In terms of area under the receiver operating characteristic curve (AUC), for oedema prediction, our model achieved an AUC of 0.85 on MEASURE-1, 0.91 on PREVENT, and 0.92 on SURPASS. These results are comparable to the AUC of 0.87 reported by Lin et al. 44 for oedema detection in whole-spine MRI, which represents a less challenging classification task. Overall, AUC values across all five lesion types ranged from 0.85 to 0.99, indicating consistently high classification performance. Future work will focus on mitigating the trade-off between label consistency and dataset size. Additional datasets with larger numbers of non-zero oedema scores may enable improved training and validation of the machine learning models. This study has several limitations. To address variability in human labels, we evaluated model performance using reader-consensus subsets (two readers, R1 and R2, for MEASURE-1 and PREVENT; three readers, R1, R2, and R3, for SURPASS) and analysed performance within these subsets. While this strategy improves label reliability, it comes at the cost of discarding a substantial number of samples due to reader disagreement. As shown in Table 7, the highest AUC (0.99) was achieved using the consensus subset. However, this improvement was obtained by excluding grades that did not meet consensus criteria. Notably, during training (using MEASURE-1), all reader gradings across all reading sessions were used; only consensus labels were used for evaluation.

Conclusion

In this paper, we presented an end-to-end pipeline for detecting acute and chronic lesions of the SIJs, starting with contouring/delineating the SIJs, followed by a stage to classify lesions within the extracted SIJs. We independently validated both stages using datasets with a substantial number of SIJ MRIs, achieving high lesion detection performance, which was further corroborated by validation on two completely held-out datasets.

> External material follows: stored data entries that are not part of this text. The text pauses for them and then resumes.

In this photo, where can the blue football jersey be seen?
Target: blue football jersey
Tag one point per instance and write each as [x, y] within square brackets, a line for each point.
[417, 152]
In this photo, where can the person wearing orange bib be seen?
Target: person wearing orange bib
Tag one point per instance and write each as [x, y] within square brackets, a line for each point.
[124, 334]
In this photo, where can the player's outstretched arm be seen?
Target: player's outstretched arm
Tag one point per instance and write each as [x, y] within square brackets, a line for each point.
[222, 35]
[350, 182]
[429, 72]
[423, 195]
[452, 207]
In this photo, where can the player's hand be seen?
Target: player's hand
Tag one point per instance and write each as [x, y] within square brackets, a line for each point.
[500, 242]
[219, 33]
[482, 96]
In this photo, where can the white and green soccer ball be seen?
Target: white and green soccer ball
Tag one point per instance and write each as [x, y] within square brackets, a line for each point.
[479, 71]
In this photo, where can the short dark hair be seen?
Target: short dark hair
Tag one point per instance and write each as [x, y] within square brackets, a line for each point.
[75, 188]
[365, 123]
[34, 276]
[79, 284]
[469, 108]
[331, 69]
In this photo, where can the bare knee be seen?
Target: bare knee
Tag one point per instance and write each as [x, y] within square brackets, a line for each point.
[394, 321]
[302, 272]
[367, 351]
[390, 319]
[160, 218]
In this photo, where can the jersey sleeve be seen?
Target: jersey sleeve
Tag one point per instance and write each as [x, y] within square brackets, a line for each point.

Data collection authorization

The axSpA datasets used in this study (MEASURE 1, PREVENT, and SURPASS) were collected from completed, anonymised clinical trials. Since these MRI scans were anonymised, they are no longer considered personal data, and therefore, no additional approval from Ethics Committees or Institutional Review Boards (EC/IRBs) is required. The details of the clinical trials, and the necessary approvals, are available as follows: MEASURE 1: NCT01358175, PREVENT: NCT02696031, and SURPASS: NCT03259074.

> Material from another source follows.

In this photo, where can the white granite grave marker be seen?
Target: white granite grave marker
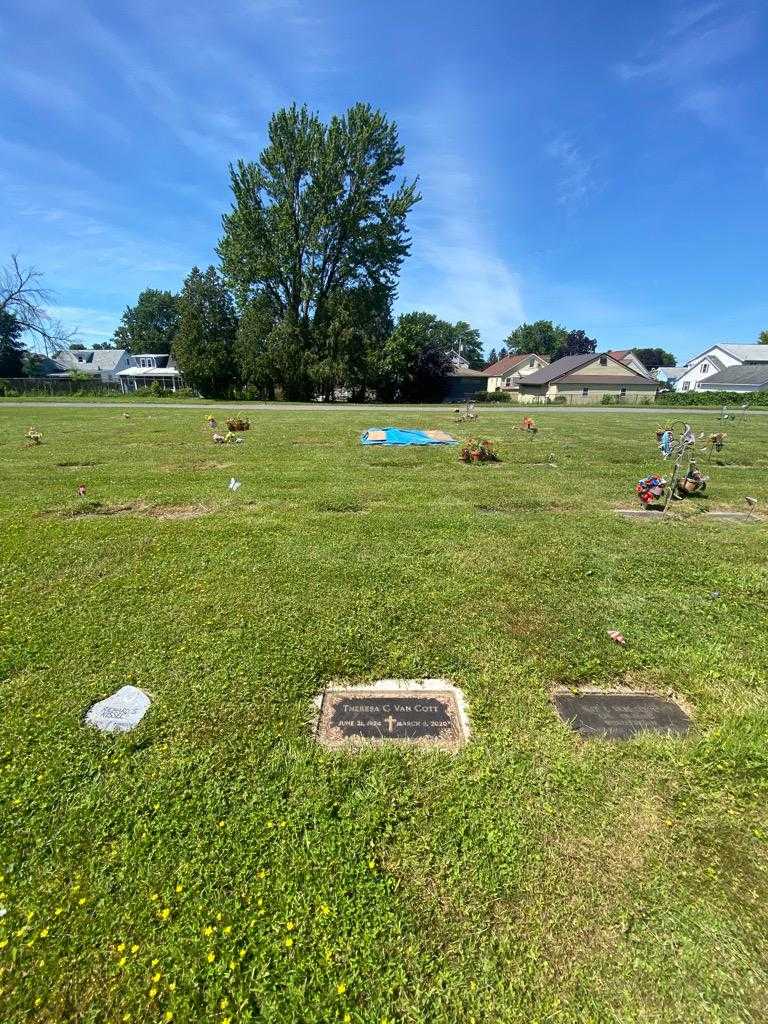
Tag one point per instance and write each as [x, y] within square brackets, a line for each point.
[121, 712]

The scans in the Oxford Sacroiliac Joint (OSIJ) dataset were sourced from retrospective scans in the Oxford University Hospitals as part of Oxford Secondary Care Lumbar Magnetic Resonance Imaging Cohorts (OSCLMRIC), which is a Health Research Authority (HRA) approved study (IRAS Project ID 207858). The University of Oxford is the sponsor of this research, in keeping with the requirements of the UK Policy Framework for Health and Social Care Research 2017. Health Research Authority approval for receipt and analysis of anonymised retrospective patient data was received in 2016 (project reference 207858) to assist in the development of an image analysis methodology to analyse clinical MRI studies in subjects with low back pain syndromes and asymptomatic controls. PID 12139 Protocol Number 12139. Date/version 23/08/2016; v9.0; Minor amendments (to increase scope of recruitment and duration) were requested 18th March 2019) All the subjects in this report had been recruited before this date. IRAS Project ID: 207858 REC Reference: 16/HRA/4532 Short Study.